«Contro il bullismo griffato sì alle divise per gli studenti»
Abalti: «Il mio modello? Sono gli alunni delle scuole inglesi»
di G. M. Mancassola
Cosa fare contro il bullismo griffato? Infilare gli studenti in comode divise all’inglese. È questa la proposta destinata a far discutere che l’assessore all’Istruzione Arrigo Abalti spiattella il giorno dopo la notizia delle molestie ai danni di un ragazzino di terza media, tormentato dal branco perché non aveva la felpa “di marca”.
Abalti elabora una premessa di natura sociologica: «Non è questo lo strumento per eliminare i fenomeni di bullismo e l’aggressività di molti ragazzini, tempestati da messaggi devastanti che arrivano dai media. Il problema della griffe emerso alla “Maffei”, tuttavia, induce a una riflessione più ampia. Per questo, avanzo una proposta: introduciamo le divise per gli alunni delle scuole elementari, dall’asilo alle medie».

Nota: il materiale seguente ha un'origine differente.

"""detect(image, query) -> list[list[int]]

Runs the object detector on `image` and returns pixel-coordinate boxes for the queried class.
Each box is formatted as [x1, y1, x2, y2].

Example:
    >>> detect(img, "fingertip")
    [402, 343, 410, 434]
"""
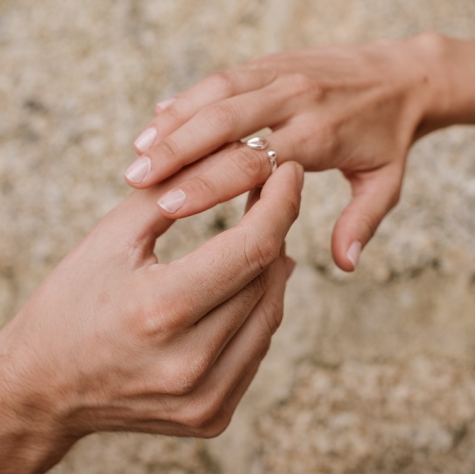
[157, 189, 187, 218]
[124, 156, 152, 188]
[285, 256, 297, 280]
[332, 222, 364, 272]
[346, 240, 362, 270]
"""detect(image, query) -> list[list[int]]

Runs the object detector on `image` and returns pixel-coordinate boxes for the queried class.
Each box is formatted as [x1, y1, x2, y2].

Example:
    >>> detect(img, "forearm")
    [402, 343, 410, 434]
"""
[414, 34, 475, 135]
[0, 329, 73, 474]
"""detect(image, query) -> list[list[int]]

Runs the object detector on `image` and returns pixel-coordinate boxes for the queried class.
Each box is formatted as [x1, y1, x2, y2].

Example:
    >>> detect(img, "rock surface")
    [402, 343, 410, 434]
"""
[0, 0, 475, 474]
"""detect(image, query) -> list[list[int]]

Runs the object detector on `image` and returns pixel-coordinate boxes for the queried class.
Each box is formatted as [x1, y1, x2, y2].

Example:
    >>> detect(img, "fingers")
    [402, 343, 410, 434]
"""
[125, 83, 289, 188]
[186, 252, 280, 374]
[96, 144, 240, 265]
[158, 129, 293, 219]
[134, 69, 276, 154]
[332, 166, 402, 272]
[194, 244, 287, 436]
[149, 162, 303, 325]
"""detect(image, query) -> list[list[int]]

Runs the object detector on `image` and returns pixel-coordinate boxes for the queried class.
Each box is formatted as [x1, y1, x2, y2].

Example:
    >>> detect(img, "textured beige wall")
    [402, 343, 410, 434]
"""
[0, 0, 475, 474]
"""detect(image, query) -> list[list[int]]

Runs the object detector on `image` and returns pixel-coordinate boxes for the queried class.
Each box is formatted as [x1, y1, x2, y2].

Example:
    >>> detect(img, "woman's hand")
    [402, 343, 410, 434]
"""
[0, 163, 303, 474]
[126, 34, 475, 271]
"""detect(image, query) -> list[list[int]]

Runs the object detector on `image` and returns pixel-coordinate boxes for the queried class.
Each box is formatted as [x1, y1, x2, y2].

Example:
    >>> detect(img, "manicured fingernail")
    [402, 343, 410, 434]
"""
[134, 127, 157, 153]
[346, 241, 361, 269]
[124, 156, 152, 184]
[157, 97, 176, 110]
[297, 166, 304, 191]
[158, 189, 186, 214]
[285, 257, 297, 280]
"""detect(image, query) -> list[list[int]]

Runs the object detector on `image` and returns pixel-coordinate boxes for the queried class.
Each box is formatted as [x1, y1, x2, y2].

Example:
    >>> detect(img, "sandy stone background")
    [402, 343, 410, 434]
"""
[0, 0, 475, 474]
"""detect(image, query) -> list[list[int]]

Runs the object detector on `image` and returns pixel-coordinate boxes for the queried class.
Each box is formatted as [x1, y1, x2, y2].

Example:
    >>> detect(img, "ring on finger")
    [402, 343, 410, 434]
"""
[245, 137, 277, 174]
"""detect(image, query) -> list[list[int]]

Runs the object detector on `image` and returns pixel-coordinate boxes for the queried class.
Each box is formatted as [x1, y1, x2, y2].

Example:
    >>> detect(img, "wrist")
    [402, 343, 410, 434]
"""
[0, 320, 76, 474]
[407, 33, 475, 136]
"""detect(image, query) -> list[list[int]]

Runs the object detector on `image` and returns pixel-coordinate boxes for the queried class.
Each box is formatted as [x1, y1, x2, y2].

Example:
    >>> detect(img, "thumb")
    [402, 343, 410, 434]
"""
[332, 166, 402, 272]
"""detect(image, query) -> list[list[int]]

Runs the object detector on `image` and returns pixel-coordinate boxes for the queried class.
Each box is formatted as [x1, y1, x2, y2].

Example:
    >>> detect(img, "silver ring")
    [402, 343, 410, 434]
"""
[245, 137, 277, 174]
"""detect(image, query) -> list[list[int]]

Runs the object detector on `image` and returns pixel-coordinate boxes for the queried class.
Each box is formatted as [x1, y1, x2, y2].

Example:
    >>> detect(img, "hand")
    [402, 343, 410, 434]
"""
[126, 34, 475, 271]
[0, 163, 303, 474]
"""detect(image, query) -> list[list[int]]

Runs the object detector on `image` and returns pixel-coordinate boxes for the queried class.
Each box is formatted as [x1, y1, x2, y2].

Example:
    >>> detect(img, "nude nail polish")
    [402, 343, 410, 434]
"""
[346, 241, 361, 269]
[134, 127, 157, 153]
[124, 156, 152, 184]
[158, 189, 186, 214]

A chi gli fa notare che c’è già il grembiule, Abalti risponde dettagliando la sua idea: «Anch’io ai miei tempi ho indossato il grembiule nero, con il colletto bianco e il fiocco azzurro. Ma non è questo il modello a cui mi riferisco: trovo triste il grembiule, che indossavo perché ero costretto. Penso piuttosto alle scuole anglosassoni. Qualche tempo fa ho visitato Londra e una mattina mi ha attraversato la strada una scolaresca in divisa: erano tutti belli ed eleganti».

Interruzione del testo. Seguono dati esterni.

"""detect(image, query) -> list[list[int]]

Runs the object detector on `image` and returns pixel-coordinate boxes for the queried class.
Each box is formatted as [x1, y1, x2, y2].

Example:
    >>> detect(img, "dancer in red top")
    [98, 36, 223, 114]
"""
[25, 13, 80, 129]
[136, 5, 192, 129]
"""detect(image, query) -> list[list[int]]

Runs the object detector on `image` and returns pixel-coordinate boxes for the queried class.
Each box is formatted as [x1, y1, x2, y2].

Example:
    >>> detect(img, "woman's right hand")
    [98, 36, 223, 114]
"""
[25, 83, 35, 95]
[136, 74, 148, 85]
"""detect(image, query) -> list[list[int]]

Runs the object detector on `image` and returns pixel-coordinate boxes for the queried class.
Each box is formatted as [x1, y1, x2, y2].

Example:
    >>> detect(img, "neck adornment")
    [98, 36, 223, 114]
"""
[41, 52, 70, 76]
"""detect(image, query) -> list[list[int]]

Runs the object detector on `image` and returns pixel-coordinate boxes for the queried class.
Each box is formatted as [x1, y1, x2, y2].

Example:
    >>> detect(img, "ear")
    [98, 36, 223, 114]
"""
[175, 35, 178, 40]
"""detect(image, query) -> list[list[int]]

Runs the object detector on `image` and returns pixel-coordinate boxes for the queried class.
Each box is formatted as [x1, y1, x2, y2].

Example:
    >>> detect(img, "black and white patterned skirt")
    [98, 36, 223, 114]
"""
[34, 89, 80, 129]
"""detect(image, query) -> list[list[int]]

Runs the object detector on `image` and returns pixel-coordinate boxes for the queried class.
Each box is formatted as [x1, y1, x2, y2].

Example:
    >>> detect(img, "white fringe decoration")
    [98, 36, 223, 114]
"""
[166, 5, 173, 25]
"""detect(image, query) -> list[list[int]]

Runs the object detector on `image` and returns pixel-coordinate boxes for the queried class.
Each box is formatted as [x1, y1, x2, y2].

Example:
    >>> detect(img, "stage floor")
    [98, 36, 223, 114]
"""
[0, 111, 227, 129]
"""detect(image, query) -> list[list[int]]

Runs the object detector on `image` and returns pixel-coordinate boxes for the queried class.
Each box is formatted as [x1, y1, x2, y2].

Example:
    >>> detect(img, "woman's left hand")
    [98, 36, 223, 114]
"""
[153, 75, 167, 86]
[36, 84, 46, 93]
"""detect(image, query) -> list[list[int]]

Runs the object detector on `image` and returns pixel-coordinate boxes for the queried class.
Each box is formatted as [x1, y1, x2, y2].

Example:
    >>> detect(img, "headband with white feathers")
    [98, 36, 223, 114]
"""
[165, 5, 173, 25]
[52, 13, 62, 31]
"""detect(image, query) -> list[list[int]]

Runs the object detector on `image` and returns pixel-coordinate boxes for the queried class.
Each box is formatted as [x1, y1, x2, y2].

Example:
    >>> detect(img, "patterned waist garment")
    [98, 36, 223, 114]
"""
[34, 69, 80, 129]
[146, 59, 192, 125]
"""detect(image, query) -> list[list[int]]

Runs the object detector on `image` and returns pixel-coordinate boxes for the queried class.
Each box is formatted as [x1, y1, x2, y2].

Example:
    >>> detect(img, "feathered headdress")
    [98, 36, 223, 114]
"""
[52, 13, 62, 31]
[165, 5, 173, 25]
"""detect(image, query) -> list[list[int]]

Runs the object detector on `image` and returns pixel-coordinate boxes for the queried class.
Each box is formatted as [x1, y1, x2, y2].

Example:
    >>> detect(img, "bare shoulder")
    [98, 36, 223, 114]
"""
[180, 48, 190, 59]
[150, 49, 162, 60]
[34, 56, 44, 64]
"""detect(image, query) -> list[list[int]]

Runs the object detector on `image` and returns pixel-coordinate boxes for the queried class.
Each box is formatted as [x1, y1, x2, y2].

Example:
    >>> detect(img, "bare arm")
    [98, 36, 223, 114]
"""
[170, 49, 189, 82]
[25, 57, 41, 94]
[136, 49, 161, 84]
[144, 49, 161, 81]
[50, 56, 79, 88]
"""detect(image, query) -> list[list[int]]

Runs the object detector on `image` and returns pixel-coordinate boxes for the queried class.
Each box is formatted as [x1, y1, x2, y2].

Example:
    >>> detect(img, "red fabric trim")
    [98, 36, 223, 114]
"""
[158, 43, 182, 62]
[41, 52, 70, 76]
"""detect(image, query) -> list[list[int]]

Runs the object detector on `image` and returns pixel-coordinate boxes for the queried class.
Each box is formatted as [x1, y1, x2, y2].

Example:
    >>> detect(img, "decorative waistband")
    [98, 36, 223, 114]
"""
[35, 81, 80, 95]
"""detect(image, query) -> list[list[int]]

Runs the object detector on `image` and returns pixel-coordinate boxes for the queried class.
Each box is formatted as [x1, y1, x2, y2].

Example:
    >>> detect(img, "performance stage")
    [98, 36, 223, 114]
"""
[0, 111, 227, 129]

Per il momento, l’assessore non ha formalizzato la sua proposta in una sede istituzionale. Il suo è piuttosto un appello alle aziende tessili vicentine: «Chi produce abbigliamento può presentare progetti o forme di consorzio per elaborare e fornire a prezzo politico divise da adottare nelle scuole comunali. In questo modo, con abbigliamento uguale per tutti e magari uno stemma con le insegne comunali o della scuola, si verrebbe a creare un senso di identità e appartenenza che oggi manca. Il fenomeno che vede i bambini fare leva sulle diversità fra chi indossa griffe e chi no, oppure su chi ha la griffe migliore verrebbe ridimensionato dal senso di appartenenza a un organismo o identità specifici».

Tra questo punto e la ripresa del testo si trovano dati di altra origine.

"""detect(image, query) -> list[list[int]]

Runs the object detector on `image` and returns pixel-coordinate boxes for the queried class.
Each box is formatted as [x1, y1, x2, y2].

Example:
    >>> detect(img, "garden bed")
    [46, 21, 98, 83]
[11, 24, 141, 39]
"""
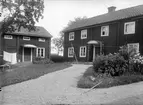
[77, 67, 143, 88]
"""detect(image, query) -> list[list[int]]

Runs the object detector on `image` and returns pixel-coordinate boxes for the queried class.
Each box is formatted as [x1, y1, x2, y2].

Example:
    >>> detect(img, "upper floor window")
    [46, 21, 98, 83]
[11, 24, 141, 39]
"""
[36, 47, 45, 58]
[69, 32, 74, 41]
[81, 30, 87, 39]
[23, 36, 30, 40]
[128, 43, 139, 53]
[124, 22, 135, 34]
[101, 26, 109, 36]
[4, 35, 13, 39]
[68, 47, 74, 57]
[80, 46, 86, 57]
[38, 38, 45, 42]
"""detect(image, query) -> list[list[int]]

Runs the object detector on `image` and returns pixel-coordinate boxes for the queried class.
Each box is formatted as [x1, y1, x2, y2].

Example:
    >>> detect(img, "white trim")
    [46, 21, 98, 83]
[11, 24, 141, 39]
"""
[81, 29, 87, 39]
[124, 21, 136, 35]
[101, 26, 109, 36]
[38, 38, 45, 42]
[79, 46, 86, 57]
[69, 32, 74, 41]
[4, 35, 13, 39]
[127, 43, 139, 53]
[36, 47, 45, 58]
[68, 47, 74, 57]
[23, 36, 30, 40]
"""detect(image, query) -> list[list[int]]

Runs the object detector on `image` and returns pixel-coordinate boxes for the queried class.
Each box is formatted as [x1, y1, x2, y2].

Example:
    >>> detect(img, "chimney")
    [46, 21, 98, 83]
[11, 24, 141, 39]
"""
[108, 6, 116, 13]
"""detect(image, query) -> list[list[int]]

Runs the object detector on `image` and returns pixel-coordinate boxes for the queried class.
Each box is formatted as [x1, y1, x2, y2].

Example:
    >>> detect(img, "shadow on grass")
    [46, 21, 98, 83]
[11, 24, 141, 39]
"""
[0, 63, 71, 87]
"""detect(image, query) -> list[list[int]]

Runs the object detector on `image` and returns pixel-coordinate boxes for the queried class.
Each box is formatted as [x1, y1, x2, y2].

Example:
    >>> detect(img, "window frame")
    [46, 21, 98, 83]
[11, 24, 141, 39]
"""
[69, 32, 75, 41]
[4, 35, 13, 39]
[36, 47, 45, 58]
[124, 21, 136, 35]
[127, 43, 140, 53]
[68, 47, 74, 58]
[101, 25, 109, 37]
[79, 46, 87, 57]
[81, 29, 87, 39]
[38, 38, 46, 42]
[23, 36, 30, 41]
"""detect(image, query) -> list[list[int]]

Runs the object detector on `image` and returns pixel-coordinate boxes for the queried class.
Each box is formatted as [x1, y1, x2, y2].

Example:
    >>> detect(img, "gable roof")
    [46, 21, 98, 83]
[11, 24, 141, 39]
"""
[7, 26, 52, 38]
[64, 5, 143, 32]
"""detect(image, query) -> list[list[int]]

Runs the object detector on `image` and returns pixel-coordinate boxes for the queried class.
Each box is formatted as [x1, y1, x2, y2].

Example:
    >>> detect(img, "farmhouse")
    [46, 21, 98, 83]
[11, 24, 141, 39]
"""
[63, 5, 143, 61]
[0, 26, 52, 64]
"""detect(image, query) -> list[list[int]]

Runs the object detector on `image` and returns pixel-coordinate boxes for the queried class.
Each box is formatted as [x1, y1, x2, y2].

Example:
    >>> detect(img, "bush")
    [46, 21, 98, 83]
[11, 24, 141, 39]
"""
[93, 53, 127, 76]
[51, 54, 64, 62]
[33, 57, 53, 64]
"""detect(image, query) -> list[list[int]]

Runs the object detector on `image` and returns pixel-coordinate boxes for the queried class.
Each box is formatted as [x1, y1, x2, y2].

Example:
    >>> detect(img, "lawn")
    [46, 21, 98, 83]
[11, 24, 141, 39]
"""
[0, 63, 71, 87]
[77, 67, 143, 88]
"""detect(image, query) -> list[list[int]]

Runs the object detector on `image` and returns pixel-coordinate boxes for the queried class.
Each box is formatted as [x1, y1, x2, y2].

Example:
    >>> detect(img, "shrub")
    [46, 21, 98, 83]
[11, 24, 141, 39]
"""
[93, 53, 127, 76]
[33, 57, 53, 64]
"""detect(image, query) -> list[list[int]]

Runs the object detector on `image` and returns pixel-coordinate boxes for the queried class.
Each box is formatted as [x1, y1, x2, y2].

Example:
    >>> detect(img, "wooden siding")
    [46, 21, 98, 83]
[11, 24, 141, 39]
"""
[64, 17, 143, 61]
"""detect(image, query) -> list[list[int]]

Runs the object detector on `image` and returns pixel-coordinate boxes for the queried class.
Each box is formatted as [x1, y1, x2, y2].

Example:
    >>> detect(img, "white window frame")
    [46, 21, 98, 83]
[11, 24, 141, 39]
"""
[23, 36, 30, 40]
[38, 38, 45, 42]
[79, 46, 86, 57]
[68, 47, 74, 57]
[127, 43, 139, 53]
[101, 26, 109, 36]
[4, 35, 13, 39]
[69, 32, 74, 41]
[124, 21, 136, 35]
[81, 29, 87, 39]
[36, 47, 45, 58]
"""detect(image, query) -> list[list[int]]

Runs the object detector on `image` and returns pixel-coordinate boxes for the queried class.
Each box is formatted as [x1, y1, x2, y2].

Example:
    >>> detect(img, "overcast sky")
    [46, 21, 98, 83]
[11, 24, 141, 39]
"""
[37, 0, 143, 37]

Nel disegno di Abalti, il Comune potrebbe «giocare un ruolo di coordinamento in un’operazione di grande valore che vedrebbe protagonista soprattutto il mondo imprenditoriale locale. Penso a Renzo Rosso e alla sua Diesel, che sono vicentini»:
L’uniforme a qualcuno fa però venire in mente tempi andati o il rischio di omologazione e indifferenziazione. «Non ho nostalgia dell’accoppiata “libro e moschetto”, tanto per essere chiari e per rispondere a chi potrebbe associare le mie parole al partito cui appartengo, Alleanza nazionale - prosegue l’assessore. Il tema non è l’uniformazione, ma l’appartenenza a valori condivisi. Quando andiamo allo stadio siamo tutti biancorossi o azzurri, indipendentemente dalla storia individuale di ognuno. Ci sentiamo parte della stessa comunità, forti di una piattaforma di valori comuni, la divisa non risolverà il problema della violenza e dell’aggressività, ma è un esperimento che va tentato».